Critic's Choice is a 1963 American comedy film directed by Don Weis. Based on the 1960 Broadway play of the same name by Ira Levin, the movie stars Bob Hope and Lucille Ball and includes Rip Torn, Marilyn Maxwell, Jim Backus, Marie Windsor and Jerome Cowan in the cast.

This is the last of four films that Hope and Ball made together.

Plot
Parker Ballantine is a theatrical critic, busily praising or disparaging the shows of Broadway. His wife Angela is feeling useless and restless, so she writes a play about her mother and sisters.

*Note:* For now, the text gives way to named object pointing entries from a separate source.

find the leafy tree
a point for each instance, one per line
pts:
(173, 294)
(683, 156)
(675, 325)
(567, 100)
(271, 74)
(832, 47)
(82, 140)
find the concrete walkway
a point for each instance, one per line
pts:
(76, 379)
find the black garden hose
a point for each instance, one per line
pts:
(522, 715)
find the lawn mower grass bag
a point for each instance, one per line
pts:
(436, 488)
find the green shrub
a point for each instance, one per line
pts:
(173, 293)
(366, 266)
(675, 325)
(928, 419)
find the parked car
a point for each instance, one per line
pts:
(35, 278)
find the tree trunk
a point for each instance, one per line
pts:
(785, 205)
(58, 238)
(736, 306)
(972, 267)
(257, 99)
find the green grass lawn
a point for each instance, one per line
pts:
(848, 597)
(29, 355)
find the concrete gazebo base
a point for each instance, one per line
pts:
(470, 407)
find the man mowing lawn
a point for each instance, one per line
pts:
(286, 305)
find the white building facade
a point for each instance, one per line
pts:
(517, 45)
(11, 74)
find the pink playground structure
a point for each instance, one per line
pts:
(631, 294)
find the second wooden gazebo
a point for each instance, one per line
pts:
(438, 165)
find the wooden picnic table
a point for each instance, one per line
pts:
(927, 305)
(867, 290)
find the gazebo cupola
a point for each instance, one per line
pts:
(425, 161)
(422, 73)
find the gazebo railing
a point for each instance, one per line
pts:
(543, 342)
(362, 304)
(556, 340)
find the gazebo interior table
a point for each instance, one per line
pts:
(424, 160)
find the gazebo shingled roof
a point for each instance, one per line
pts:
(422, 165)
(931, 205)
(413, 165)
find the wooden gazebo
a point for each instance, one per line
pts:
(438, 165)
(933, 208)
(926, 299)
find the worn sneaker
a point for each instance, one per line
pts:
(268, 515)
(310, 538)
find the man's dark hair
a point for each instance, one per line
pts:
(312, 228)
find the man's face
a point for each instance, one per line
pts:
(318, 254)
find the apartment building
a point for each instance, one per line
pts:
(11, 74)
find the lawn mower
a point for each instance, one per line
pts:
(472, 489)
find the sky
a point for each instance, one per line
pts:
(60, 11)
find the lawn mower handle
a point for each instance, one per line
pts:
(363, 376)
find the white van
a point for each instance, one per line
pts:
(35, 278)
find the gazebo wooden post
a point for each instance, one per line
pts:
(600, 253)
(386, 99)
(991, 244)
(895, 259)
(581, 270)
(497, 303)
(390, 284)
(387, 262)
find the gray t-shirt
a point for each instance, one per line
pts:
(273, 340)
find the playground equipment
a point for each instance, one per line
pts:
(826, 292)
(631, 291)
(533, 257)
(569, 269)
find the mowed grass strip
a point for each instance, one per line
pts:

Angela doesn't believe Parker should review her work, since he will look prejudiced if he does so favorably and it will hurt her feelings if he knocks it. Parker has read it and isn't impressed. A major producer, however, decides to back it.

Handsome Dion Kapakos directs the play and tries to strike up a romantic interest in the playwright. Angela continues to resist, but she's getting more fed up with Parker's negativity by the hour.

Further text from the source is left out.